AMDGPU: Select VOP3 form of add
ClosedPublic

Authored by arsenm on May 5 2019, 2:26 PM.

Details

Reviewers
rampitec
Summary

The VOP3 form should always be the preferred selection form to be
shrunk later. This should only be an optimization issue, but this
partially works around a problem from clobbering VCC when
IFixSGPRCopies rewrites an SCC defining operation directly to VCC.

3 of the testcases are regressions from failing to fold the immediate
in cases it should. These can be avoided by improving the VCC liveness
handling in SIFoldOperands. Simply increasing the threshold to
computeRegisterLiveness works, although this is common enough that VCC
liveness should probably be tracked throughout the pass. The hack of
leaving behind an implicit_def instruction to avoid breaking iterator
wastes instruction count, which inhibits finding the VCC def in long
chains of adds. Doing this however exposes different, worse looking
regressions from poor scheduling behavior. This could probably be
avoided around by forcing the shrink of the addc here, but the
scheduler should probably be fixed.

The r600 add test needs to be split out because it asserts on the
arguments in the new test during the calling convention lowering.

Diff Detail

Event Timeline

arsenm created this revision.May 5 2019, 2:26 PM

I am in favor of this change in general, but can we fix folding issues before? We may have unwanted performance regressions otherwise.

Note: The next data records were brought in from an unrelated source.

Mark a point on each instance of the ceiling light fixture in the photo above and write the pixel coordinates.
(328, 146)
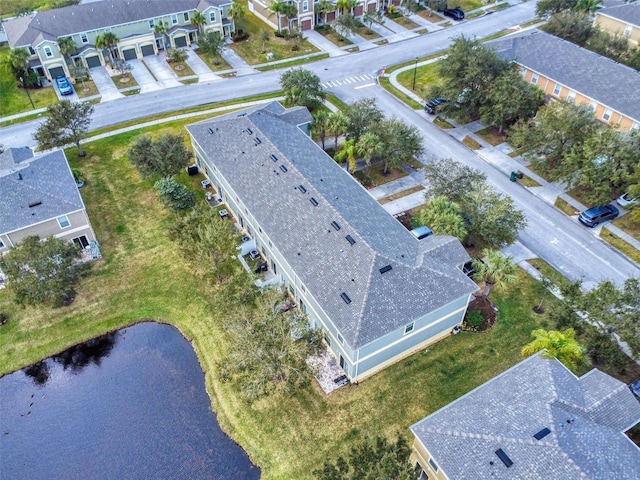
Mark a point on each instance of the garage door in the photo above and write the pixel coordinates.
(93, 61)
(56, 72)
(148, 50)
(129, 54)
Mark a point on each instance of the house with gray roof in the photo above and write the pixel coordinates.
(566, 71)
(377, 292)
(620, 20)
(133, 22)
(535, 421)
(39, 196)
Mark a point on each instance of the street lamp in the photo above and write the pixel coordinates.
(27, 92)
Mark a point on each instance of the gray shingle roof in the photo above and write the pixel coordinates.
(612, 84)
(585, 417)
(424, 273)
(59, 22)
(626, 13)
(45, 179)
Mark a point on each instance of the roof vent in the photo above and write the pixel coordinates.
(504, 457)
(542, 433)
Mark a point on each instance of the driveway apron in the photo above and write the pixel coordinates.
(161, 71)
(104, 84)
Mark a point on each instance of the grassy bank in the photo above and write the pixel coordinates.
(143, 276)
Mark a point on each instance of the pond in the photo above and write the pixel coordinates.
(130, 404)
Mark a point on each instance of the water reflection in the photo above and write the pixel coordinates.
(123, 406)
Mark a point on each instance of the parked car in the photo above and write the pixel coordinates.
(454, 13)
(64, 86)
(432, 105)
(625, 200)
(597, 215)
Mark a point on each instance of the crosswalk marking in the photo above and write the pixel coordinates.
(348, 80)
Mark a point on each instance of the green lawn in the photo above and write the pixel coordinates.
(143, 276)
(15, 100)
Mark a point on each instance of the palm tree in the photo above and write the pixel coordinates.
(348, 153)
(108, 41)
(67, 48)
(443, 217)
(198, 20)
(162, 28)
(495, 269)
(369, 147)
(559, 345)
(338, 125)
(319, 124)
(237, 12)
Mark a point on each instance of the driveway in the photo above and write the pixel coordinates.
(144, 78)
(200, 68)
(104, 84)
(163, 73)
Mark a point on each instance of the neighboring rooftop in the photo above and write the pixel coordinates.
(59, 22)
(548, 422)
(629, 13)
(308, 206)
(609, 83)
(37, 189)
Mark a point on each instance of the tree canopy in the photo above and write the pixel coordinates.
(269, 346)
(65, 123)
(164, 156)
(302, 87)
(42, 271)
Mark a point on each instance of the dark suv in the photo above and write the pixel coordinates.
(432, 105)
(454, 13)
(597, 215)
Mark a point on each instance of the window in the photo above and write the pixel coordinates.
(63, 221)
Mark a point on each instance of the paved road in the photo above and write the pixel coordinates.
(550, 234)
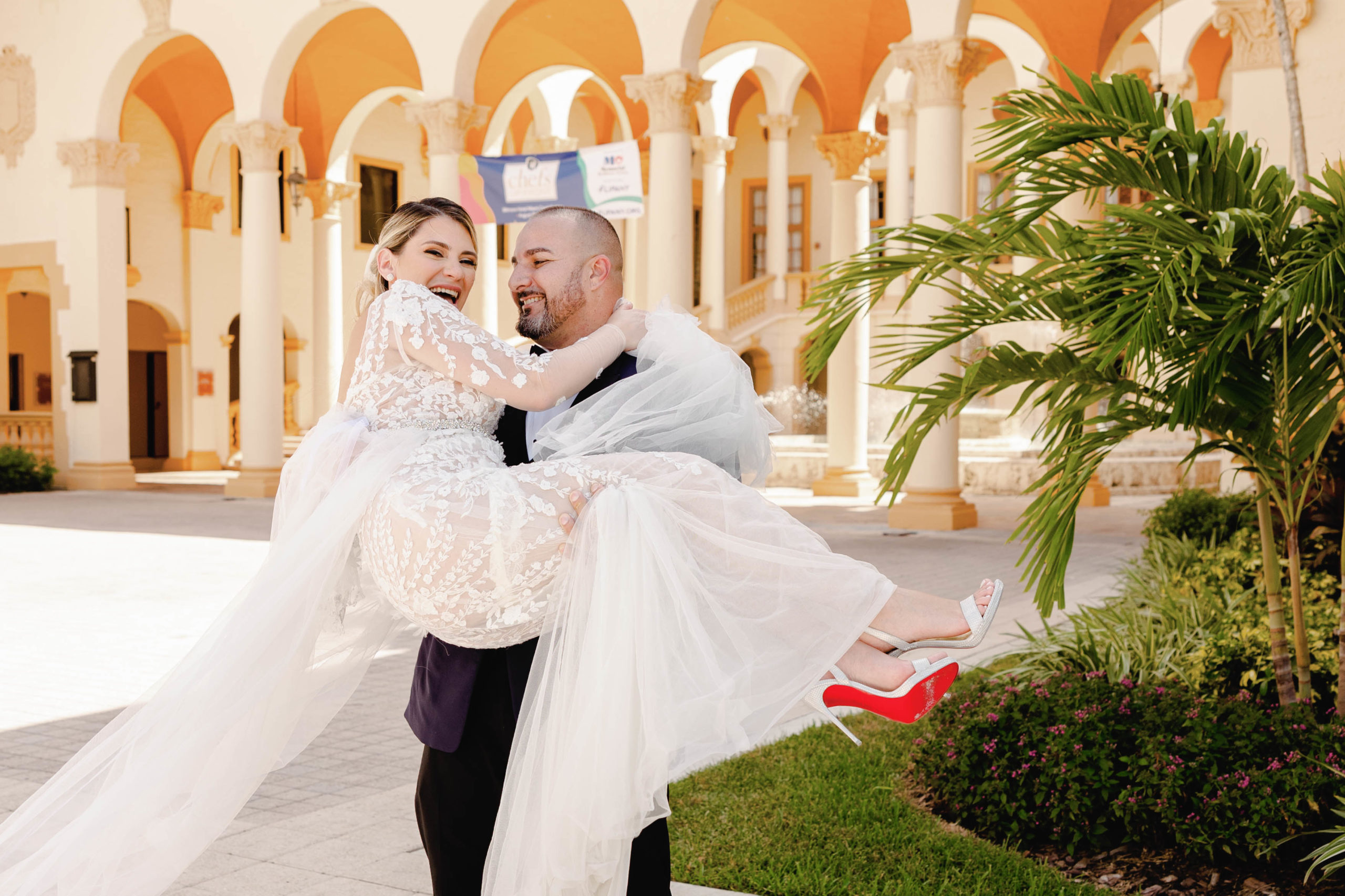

arsenm added a comment.May 6 2019, 1:11 PM

I am in favor of this change in general, but can we fix folding issues before? We may have unwanted performance regressions otherwise.

I put a lot of time into trying, but fixing all of the issues will take time and this is an important workaround. The regression in the clmem lit test from increasing the folding threshold was worse. The folding pass needs more work to track VCC accurately, and the scheduler needs work to not regress it. An alternative might be to force shrinking of the addc

I am in favor of this change in general, but can we fix folding issues before? We may have unwanted performance regressions otherwise.

I put a lot of time into trying, but fixing all of the issues will take time and this is an important workaround. The regression in the clmem lit test from increasing the folding threshold was worse. The folding pass needs more work to track VCC accurately, and the scheduler needs work to not regress it. An alternative might be to force shrinking of the addc

We should probably wait with this change then.

rampitec added inline comments.May 8 2019, 11:57 AM
lib/Target/AMDGPU/VOP2Instructions.td
537

While you are here, please move this brace back couple lines up.

I am in favor of this change in general, but can we fix folding issues before? We may have unwanted performance regressions otherwise.

I put a lot of time into trying, but fixing all of the issues will take time and this is an important workaround. The regression in the clmem lit test from increasing the folding threshold was worse. The folding pass needs more work to track VCC accurately, and the scheduler needs work to not regress it. An alternative might be to force shrinking of the addc

We should probably wait with this change then.

I thought about forcing shrinking addc here, but I think it's not really good, and is purely a scheduler workaround. It isn't naturally better, and introduces new physical register constraints. I'm looking at how to fix the scheduler, but that could take a while

rampitec accepted this revision.May 8 2019, 2:27 PM

LGTM

This revision is now accepted and ready to land.May 8 2019, 2:27 PM
arsenm closed this revision.May 8 2019, 3:07 PM

r360293